В это все и упиралось. Я думаю, что ему было так же тяжело со мной, как и мне с ним. И спал он со мной не потому, что этого хотел, а чтобы доказать свою правоту. Какая разница? — сказали бы мне те женщины, реальные и воображаемые. Все равно все сводится к одному, или ты опять недовольна? Мало тебе?
Может, разница и незаметна, может, ее вообще не существует. Да, жаловаться мне было не на что. Но разве утешит поцелуй, если он лишь для того, чтобы зажать рот?
И все-таки я бы многое простила ему, если б он хоть раз поговорил со мной по— человечески. Но я знала, что как раз этого никогда и не дождусь. Потому что «человеческое» он себе сознательно запрещал. Он молчал. Молчала и я. Глупо было бы бунтовать теперь, если на это не нашлось сил с самого начала. Или тогда, когда я узнала правду о том, что ему нужно. Но я приняла его условия, а сейчас это означало: терпеть. Терпеть и повторять фразу из книги — давно прочитанной — гениального подонка Иосифа. (Он писал гораздо лучше, чем я ожидала. А человеком оказался — гораздо хуже. ) «Опыт рабства — тяжкий опыт, и для того, чтобы его избежать, оправданы любые средства. Но кто уже подчинился ему, а затем восстает, тот не приверженец свободы, а всего лишь непокорный раб».

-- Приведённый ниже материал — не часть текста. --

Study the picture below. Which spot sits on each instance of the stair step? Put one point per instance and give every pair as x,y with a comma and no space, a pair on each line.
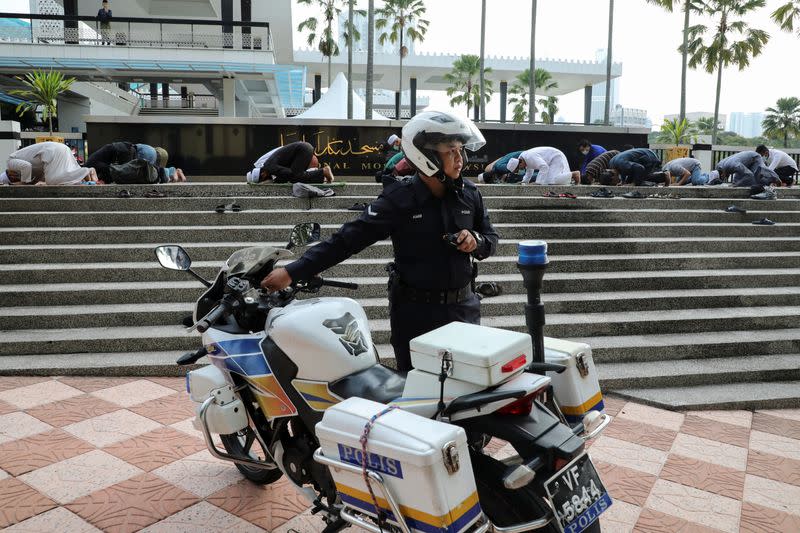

Кренге и Ларком приехали в один и тот же день, но с разницей в несколько часов. И вели оба воителя себя по-разному. Полковник моего общества не только не искал, оно было ему откровенно лишним. В Бодваре он мирился с моим присутствием, потому что тамошние разговоры не касались сугубо военных вопросов. Сейчас он прибыл к Тальви сообщить нечто, касающееся военного обеспечения грядущих событий, что не предназначалось для моих ушей. Не женское это дело, крупными буквами читалось на его лице. Я не возражала, потому что была с ним согласна. Все же — да простит меня Господь, я не прилагала к тому никаких усилий — кое-что я поняла. Полковник совершил то же, что и «заклятый друг», но ничем не попирая эрдских законов. При его чинах набор наемников назывался «формированием вспомогательных сил». Более интересно, что драгунский полк, которым командовал Кренге, был расквартирован сейчас в Аллеве. В той самой милой тихой провинциальной Аллеве, где драгун в последний раз видали полвека назад. Так что нынче там, наверное, не до разбирательств с наследством кровавой старушки, поскольку туда же Кренге привел и наемников, поставив над ними Мальмгрена в качестве своего временного заместителя. «Малый толковый, — отозвался полковник о владельце поместья Хольмсборг, — ежели из него дурь повыбивать». Что ж, ему, как профессионалу, виднее.
Зато эйсанский рыцарь за минувший месяц ни на йоту не утратил своей восторженности. Правда, сейчас для нее имелись основания, помимо того что Тальви был больше занят с Кренге и оставлял свободным пространство рядом со мной. Потому что прикатил Ларком прямиком из Эрденона и привез Тальви то, ради чего раскручивался предыдущий виток интриги — патент на звание «префект претория», как выражался Альдрик. (Я выяснила, что сие означает, из сочинений того же Иосифа и комментариев к ним, и не понравилось мне это сравнение, хоть преторианская гвардия и сажала, бывало, на престол императоров, а не каких-то герцогов. ) Но не это радостное известие, безусловно полезное заговорщикам и придававшее задним числом большую законность действиям Кренге, вызывало у него наибольший прилив энтузиазма. О событии, каковое, по его мнению, должно было стать решающим при расчистке для нашего патрона дороги к власти, он поведал вечером, когда мы сели за ужин в одной из гостиных замка.